ASSURE is a 26-week, multicentre, double-blind, randomised, parallel group, placebo-controlled clinical trial led by the Cleveland Clinic. The primary trial endpoint will be measurement of atheroma volume reduction from baseline to 26 weeks measured by IVUS. Secondary objectives for ASSURE are evaluating the safety and tolerability of RVX-208 and effects of RVX-208 on HDL and non-HDL lipid parameters.
“Completing enrolment of the ASSURE clinical trial marks another major milestone for Resverlogix as we aim to demonstrate the efficacy of RVX-208 in atherosclerotic plague regression,” said Donald McCaffrey, president and chief executive officer of Resverlogix. “RVX-208 stimulates production of ApoA-I, increasing the functional HDL particles required for reverse cholesterol transport. We expect to announce top-line data from ASSURE in the first half of 2013.”
About RVX-208
RVX-208 is a first-in-class, small molecule that inhibits BET bromodomains. It is currently in clinical study for the treatment of atherosclerosis. RVX-208 functions by removing atherosclerotic plaque via reverse cholesterol transport (RCT), the natural process through which atherosclerotic plaque is transported out of the arteries and removed from the body by the liver.

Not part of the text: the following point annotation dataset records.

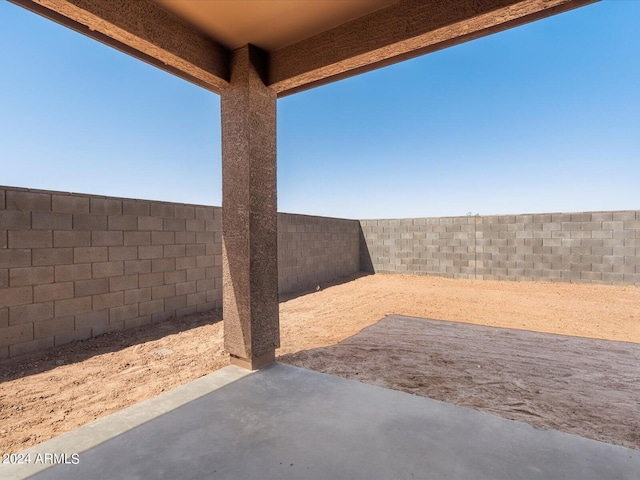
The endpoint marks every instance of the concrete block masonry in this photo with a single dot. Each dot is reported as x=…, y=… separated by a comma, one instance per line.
x=587, y=247
x=74, y=266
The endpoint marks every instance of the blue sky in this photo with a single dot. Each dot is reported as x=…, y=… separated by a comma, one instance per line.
x=541, y=118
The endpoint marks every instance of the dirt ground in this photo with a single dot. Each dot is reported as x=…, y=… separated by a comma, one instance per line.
x=42, y=396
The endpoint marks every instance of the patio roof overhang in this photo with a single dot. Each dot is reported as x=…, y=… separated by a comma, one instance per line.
x=251, y=52
x=309, y=42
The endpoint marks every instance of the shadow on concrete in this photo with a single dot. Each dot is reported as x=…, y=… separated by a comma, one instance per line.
x=80, y=350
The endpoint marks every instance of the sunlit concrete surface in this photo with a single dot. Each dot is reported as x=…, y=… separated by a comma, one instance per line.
x=284, y=422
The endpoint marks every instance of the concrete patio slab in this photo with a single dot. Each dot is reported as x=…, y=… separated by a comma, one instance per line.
x=284, y=422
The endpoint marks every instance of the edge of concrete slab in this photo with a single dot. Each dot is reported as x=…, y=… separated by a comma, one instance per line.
x=92, y=434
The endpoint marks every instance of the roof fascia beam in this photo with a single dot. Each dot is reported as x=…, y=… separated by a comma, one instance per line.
x=404, y=30
x=145, y=31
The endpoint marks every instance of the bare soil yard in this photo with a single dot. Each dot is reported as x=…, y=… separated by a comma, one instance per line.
x=549, y=381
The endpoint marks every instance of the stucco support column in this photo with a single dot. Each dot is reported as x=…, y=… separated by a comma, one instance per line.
x=249, y=215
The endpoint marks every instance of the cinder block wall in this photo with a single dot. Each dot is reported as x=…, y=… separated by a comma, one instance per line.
x=74, y=266
x=593, y=247
x=312, y=250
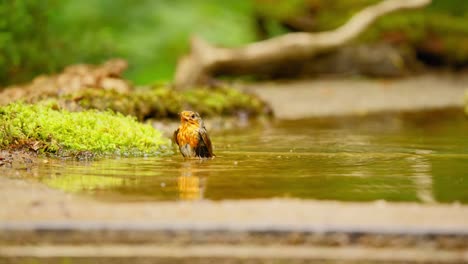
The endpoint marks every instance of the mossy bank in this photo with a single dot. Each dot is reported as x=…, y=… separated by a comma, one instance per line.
x=45, y=128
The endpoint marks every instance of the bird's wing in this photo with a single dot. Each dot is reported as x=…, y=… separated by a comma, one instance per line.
x=204, y=148
x=175, y=136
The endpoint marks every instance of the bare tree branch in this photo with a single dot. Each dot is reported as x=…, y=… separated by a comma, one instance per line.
x=204, y=59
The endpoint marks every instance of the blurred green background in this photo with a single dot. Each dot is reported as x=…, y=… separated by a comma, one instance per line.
x=39, y=37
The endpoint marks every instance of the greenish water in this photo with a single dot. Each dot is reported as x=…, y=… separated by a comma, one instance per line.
x=421, y=157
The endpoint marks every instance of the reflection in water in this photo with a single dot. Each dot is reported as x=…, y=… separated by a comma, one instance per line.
x=359, y=160
x=189, y=185
x=422, y=178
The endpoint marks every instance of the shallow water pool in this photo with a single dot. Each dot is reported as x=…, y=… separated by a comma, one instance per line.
x=393, y=157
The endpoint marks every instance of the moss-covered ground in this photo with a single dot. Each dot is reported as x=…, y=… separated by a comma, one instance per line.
x=164, y=102
x=45, y=128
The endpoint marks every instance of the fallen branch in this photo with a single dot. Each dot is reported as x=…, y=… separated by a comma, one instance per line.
x=206, y=59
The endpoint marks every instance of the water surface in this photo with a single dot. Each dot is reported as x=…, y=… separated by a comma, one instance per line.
x=393, y=157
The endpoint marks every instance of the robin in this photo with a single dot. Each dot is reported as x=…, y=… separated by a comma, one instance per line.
x=192, y=137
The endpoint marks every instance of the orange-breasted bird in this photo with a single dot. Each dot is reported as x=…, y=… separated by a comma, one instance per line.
x=192, y=137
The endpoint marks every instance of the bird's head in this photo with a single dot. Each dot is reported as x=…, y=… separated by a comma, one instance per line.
x=190, y=117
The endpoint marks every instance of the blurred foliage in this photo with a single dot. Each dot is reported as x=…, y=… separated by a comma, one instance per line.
x=47, y=129
x=44, y=36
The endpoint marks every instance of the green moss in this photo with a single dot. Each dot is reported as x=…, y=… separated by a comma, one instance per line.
x=466, y=102
x=46, y=129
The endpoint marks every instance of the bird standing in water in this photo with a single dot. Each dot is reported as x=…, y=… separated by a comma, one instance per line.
x=192, y=137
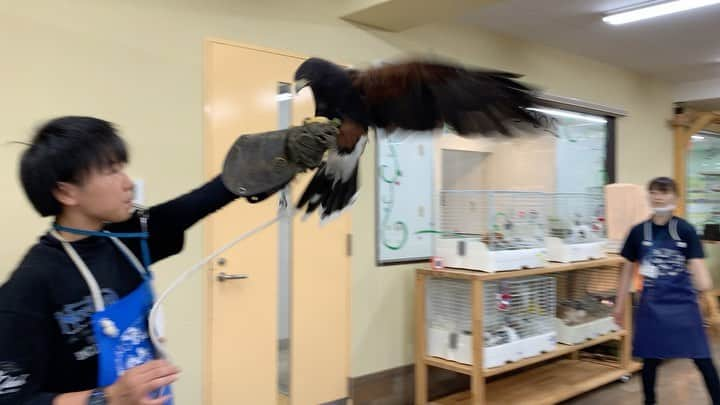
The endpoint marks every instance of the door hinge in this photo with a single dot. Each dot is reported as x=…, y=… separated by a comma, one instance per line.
x=348, y=244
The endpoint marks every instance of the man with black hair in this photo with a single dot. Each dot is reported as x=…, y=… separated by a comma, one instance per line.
x=668, y=323
x=73, y=315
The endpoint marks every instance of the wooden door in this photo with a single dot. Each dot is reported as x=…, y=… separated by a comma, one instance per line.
x=241, y=95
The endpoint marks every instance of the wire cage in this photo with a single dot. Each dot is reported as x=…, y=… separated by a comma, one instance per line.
x=586, y=300
x=518, y=319
x=477, y=224
x=576, y=226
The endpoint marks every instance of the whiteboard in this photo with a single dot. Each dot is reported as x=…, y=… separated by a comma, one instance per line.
x=404, y=196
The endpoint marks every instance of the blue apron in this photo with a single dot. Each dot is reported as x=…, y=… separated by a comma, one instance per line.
x=668, y=322
x=121, y=329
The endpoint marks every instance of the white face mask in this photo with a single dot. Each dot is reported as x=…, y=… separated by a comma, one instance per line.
x=664, y=210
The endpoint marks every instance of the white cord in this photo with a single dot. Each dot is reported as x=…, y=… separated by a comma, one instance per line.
x=153, y=312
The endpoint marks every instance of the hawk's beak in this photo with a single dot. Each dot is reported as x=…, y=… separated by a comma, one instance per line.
x=300, y=84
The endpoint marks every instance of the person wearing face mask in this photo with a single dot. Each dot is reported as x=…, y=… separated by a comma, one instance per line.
x=668, y=322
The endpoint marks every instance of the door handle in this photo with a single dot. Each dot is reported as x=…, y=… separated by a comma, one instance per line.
x=222, y=276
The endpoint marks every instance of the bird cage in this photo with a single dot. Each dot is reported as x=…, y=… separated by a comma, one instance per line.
x=492, y=230
x=518, y=319
x=576, y=227
x=586, y=300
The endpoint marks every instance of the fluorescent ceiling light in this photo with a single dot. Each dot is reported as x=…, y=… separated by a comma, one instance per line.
x=656, y=10
x=568, y=114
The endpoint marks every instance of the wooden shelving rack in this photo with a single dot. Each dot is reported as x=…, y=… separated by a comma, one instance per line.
x=565, y=373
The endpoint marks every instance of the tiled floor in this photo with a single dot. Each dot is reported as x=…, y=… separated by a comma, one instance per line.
x=678, y=383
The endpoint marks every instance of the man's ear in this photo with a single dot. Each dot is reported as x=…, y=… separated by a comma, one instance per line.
x=66, y=193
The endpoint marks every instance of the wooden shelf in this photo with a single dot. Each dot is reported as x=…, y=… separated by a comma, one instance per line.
x=610, y=261
x=545, y=385
x=449, y=365
x=549, y=383
x=562, y=350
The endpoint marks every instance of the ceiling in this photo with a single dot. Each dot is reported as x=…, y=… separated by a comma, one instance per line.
x=678, y=48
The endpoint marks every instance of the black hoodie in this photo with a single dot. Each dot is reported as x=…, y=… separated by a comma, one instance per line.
x=46, y=343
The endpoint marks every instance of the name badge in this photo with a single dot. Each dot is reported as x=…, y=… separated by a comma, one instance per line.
x=648, y=270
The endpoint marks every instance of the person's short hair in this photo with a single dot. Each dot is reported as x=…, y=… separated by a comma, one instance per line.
x=67, y=149
x=663, y=184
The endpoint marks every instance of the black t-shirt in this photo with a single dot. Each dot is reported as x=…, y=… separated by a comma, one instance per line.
x=633, y=244
x=46, y=343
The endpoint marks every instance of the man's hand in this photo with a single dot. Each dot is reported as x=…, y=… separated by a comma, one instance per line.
x=134, y=387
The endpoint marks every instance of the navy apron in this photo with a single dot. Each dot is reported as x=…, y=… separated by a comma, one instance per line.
x=668, y=321
x=120, y=329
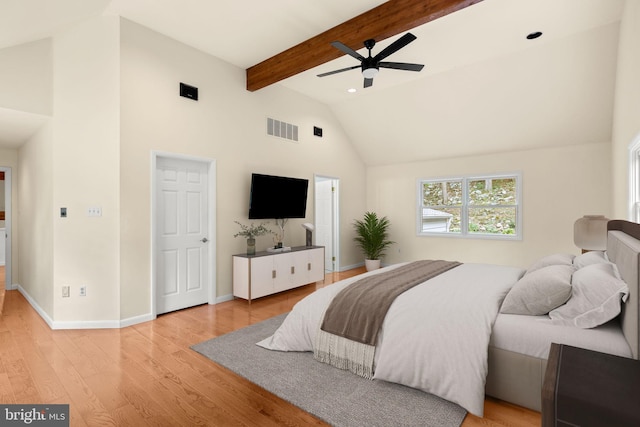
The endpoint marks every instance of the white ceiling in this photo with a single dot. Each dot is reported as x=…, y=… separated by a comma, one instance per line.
x=485, y=87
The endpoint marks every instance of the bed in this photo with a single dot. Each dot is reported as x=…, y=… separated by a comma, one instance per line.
x=461, y=334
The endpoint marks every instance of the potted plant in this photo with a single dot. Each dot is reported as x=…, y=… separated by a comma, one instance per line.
x=250, y=232
x=372, y=238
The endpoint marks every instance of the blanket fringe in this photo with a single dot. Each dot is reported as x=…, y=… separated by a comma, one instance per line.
x=344, y=354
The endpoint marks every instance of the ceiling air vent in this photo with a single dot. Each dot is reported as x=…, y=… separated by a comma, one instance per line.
x=281, y=129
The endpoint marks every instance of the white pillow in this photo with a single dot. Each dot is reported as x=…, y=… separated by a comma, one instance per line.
x=588, y=258
x=540, y=291
x=595, y=299
x=555, y=259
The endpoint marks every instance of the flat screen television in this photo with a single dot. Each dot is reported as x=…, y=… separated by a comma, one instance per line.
x=277, y=197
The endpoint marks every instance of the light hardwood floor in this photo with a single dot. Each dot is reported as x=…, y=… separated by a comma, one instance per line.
x=147, y=375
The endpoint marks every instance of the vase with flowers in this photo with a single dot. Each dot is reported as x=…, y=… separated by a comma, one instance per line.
x=250, y=232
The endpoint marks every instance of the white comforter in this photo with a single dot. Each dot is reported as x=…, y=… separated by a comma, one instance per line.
x=435, y=335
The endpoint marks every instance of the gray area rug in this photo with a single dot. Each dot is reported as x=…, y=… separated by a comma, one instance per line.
x=340, y=398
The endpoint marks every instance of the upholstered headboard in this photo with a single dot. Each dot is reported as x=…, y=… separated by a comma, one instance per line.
x=623, y=248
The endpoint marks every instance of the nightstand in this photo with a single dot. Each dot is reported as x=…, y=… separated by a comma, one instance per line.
x=587, y=388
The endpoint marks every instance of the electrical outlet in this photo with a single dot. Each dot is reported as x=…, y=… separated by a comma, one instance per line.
x=94, y=211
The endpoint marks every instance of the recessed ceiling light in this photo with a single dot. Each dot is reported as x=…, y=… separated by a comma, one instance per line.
x=534, y=35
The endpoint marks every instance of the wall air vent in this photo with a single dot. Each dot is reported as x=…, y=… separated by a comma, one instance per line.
x=281, y=129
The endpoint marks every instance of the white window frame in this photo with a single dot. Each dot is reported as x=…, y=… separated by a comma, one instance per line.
x=634, y=180
x=464, y=217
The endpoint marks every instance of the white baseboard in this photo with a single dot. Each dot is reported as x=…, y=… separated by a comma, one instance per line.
x=351, y=267
x=136, y=319
x=35, y=305
x=224, y=298
x=93, y=324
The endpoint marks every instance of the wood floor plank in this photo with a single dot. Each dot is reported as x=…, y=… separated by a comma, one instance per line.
x=147, y=375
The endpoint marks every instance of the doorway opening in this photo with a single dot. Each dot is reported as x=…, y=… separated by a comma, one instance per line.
x=327, y=219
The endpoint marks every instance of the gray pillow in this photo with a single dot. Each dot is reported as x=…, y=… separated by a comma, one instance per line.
x=595, y=299
x=540, y=291
x=555, y=259
x=588, y=258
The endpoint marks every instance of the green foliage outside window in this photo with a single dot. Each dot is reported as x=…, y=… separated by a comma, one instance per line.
x=491, y=205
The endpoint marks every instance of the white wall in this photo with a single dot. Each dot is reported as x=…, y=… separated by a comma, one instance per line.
x=626, y=125
x=86, y=135
x=26, y=78
x=227, y=124
x=559, y=186
x=35, y=226
x=9, y=158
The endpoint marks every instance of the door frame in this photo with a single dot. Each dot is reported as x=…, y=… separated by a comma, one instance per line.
x=211, y=282
x=335, y=214
x=7, y=224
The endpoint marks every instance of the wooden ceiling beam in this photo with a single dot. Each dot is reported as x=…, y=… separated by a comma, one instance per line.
x=387, y=20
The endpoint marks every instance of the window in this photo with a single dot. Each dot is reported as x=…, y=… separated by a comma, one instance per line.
x=477, y=206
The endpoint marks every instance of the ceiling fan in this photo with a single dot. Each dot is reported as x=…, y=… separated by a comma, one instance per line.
x=371, y=65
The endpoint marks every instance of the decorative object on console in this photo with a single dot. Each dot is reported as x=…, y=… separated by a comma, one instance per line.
x=590, y=233
x=309, y=227
x=372, y=238
x=251, y=232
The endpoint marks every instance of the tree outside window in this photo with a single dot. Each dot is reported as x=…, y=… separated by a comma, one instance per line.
x=485, y=206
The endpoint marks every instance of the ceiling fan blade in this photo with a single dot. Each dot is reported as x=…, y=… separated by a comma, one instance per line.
x=395, y=46
x=346, y=49
x=338, y=71
x=401, y=66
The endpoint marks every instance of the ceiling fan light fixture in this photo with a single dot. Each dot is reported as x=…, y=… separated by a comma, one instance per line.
x=369, y=73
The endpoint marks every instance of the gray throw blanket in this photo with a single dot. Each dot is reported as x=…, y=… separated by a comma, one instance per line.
x=350, y=327
x=357, y=312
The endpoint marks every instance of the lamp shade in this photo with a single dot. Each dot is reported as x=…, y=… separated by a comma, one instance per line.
x=590, y=232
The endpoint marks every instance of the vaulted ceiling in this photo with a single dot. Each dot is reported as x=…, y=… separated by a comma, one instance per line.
x=485, y=87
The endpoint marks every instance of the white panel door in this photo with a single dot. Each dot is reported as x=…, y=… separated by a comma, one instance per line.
x=182, y=235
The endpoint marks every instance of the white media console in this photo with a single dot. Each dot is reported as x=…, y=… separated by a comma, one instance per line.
x=267, y=273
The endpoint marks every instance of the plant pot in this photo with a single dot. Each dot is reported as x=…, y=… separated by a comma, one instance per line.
x=251, y=246
x=372, y=264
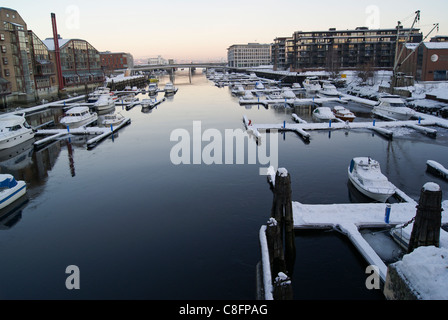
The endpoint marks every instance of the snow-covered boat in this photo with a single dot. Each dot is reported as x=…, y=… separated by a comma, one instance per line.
x=10, y=189
x=365, y=174
x=248, y=95
x=312, y=85
x=152, y=88
x=259, y=85
x=169, y=88
x=287, y=93
x=238, y=90
x=393, y=107
x=94, y=96
x=111, y=119
x=104, y=102
x=329, y=90
x=78, y=116
x=344, y=114
x=323, y=114
x=14, y=130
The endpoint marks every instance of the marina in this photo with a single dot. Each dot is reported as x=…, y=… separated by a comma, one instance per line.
x=150, y=169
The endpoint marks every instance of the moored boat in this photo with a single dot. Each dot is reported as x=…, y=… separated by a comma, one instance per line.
x=112, y=119
x=10, y=189
x=344, y=114
x=14, y=130
x=391, y=106
x=365, y=174
x=104, y=102
x=169, y=88
x=312, y=85
x=329, y=90
x=323, y=114
x=78, y=116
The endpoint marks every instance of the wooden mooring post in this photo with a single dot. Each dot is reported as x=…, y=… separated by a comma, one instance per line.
x=428, y=220
x=281, y=249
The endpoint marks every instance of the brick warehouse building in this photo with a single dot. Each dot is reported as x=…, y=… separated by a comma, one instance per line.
x=112, y=61
x=428, y=62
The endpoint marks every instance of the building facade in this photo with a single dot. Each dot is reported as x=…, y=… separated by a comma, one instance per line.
x=45, y=78
x=80, y=62
x=249, y=55
x=15, y=52
x=340, y=49
x=427, y=61
x=112, y=61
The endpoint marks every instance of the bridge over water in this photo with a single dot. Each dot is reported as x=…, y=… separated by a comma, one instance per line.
x=290, y=77
x=207, y=65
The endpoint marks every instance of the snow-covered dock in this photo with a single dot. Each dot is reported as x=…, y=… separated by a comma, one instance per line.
x=349, y=219
x=437, y=168
x=379, y=126
x=99, y=133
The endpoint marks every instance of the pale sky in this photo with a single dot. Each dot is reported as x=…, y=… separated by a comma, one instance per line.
x=204, y=29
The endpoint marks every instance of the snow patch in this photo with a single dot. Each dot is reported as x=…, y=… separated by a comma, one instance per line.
x=426, y=268
x=431, y=186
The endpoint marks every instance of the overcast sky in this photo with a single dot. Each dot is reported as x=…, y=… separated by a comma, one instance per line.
x=204, y=29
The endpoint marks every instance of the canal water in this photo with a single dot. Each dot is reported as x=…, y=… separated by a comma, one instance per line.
x=140, y=227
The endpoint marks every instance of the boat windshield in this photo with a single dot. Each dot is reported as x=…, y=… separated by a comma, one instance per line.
x=397, y=104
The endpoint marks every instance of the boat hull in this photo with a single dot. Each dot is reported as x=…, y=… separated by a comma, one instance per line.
x=377, y=196
x=8, y=196
x=14, y=140
x=395, y=114
x=79, y=123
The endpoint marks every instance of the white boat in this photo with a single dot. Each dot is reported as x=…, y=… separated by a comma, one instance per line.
x=93, y=97
x=104, y=102
x=111, y=119
x=10, y=190
x=344, y=114
x=287, y=93
x=239, y=90
x=14, y=130
x=169, y=88
x=152, y=88
x=248, y=95
x=259, y=85
x=78, y=116
x=312, y=85
x=323, y=114
x=276, y=95
x=394, y=107
x=329, y=90
x=365, y=174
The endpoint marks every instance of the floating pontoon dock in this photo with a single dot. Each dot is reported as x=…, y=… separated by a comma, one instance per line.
x=379, y=126
x=99, y=133
x=348, y=219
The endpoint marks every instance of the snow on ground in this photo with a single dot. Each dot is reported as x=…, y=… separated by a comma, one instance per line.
x=426, y=268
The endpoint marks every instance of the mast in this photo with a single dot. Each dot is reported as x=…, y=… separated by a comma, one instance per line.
x=57, y=52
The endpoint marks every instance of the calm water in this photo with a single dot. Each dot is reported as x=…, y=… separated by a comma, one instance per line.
x=139, y=227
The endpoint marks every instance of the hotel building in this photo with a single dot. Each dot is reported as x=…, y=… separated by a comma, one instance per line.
x=249, y=55
x=339, y=49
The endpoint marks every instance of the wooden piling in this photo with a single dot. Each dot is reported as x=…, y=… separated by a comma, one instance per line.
x=428, y=220
x=282, y=248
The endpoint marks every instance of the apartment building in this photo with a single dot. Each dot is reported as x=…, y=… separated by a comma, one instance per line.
x=249, y=55
x=111, y=61
x=427, y=61
x=15, y=54
x=340, y=49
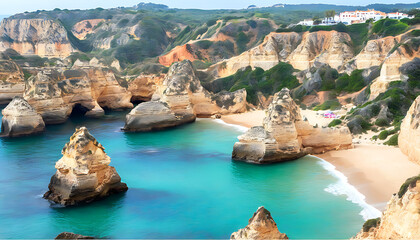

RVX-208 increases production of ApoA-I, the key building block of functional high-density lipoprotein (HDL) particles and the type required for RCT. Because they are newly produced, these functional HDL particles are flat and empty and can efficiently remove plaque and stabilise or reverse atherosclerotic disease. RVX-208 is currently being evaluated in phase 2b studies for its ability to reverse and/or stabilise atherosclerotic disease. The drug candidate also has the potential to treat other indications, including neurodegenerative disorders.